Archive

Quotes

By the blessing of the upright the city is exalted, but it is overthrown by the mouth of the wicked.

—Book of Proverbs, c. 350 BC

The seeds of civilization are in every culture, but it is city life that brings them to fruition.

—Susanne K. Langer, 1962

A large city cannot be experientially known; its life is too manifold for any individual to be able to participate in it.

—Aldous Huxley, 1934

Towns oftener swamp one than carry one out onto the big ocean of life.

—D.H. Lawrence, 1908

Just as language no longer has anything in common with the thing it names, so the movements of most of the people who live in cities have lost their connection with the earth; they hang, as it were, in the air, hover in all directions, and find no place where they can settle.

—Rainer Maria Rilke, 1903

The first requisite to happiness is that a man be born in a famous city.

—Euripides, c. 415 BC

There is a city in which you find everything you desire—handsome people, pleasures, ornaments of every kind—all that the natural person craves. However, you cannot find a single wise person there.

—Rumi, c. 1250

If the present be compared with the remote past, it is easily seen that in all cities and in all peoples there are the same desires and the same passions as there always were.

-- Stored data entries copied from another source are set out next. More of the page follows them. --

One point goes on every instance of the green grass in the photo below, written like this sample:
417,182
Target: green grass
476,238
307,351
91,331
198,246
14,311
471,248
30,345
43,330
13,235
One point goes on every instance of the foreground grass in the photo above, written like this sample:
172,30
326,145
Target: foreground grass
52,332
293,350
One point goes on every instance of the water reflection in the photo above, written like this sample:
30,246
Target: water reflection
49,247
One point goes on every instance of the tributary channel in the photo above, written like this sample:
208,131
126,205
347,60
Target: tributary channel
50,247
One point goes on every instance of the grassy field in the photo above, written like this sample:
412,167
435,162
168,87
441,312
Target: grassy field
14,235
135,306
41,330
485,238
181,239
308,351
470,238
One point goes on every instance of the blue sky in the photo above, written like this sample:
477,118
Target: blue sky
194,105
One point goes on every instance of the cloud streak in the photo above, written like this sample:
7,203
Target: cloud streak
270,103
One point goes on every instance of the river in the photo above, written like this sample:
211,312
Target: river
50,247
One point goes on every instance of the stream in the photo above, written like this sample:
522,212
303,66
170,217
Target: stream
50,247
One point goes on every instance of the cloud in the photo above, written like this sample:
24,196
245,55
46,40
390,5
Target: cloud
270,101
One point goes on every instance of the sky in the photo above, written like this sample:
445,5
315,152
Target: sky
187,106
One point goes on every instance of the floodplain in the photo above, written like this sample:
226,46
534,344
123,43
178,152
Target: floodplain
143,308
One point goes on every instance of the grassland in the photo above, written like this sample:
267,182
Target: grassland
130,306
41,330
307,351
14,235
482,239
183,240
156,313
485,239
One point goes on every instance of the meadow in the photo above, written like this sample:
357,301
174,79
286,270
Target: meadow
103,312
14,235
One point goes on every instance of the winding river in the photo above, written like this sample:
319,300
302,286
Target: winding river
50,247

—Niccolò Machiavelli, c. 1513

A hick town is one where there is no place to go where you shouldn’t go.

—Alexander Woollcott, c. 1935

Does anybody really want to attend to cities other than to flee, fleece, privatize, butcher, or decimate them?

—Jane Holtz Kay, 1992

Great cities must ever be centers of light and darkness, the home of the best and the worst of our race, holding within themselves the highest talent for good and evil.

—Matthew Hale Smith, 1868

The country only has charms for those not obliged to stay there. 

—Édouard Manet, c. 1860

It is men who make a city, not walls or ships.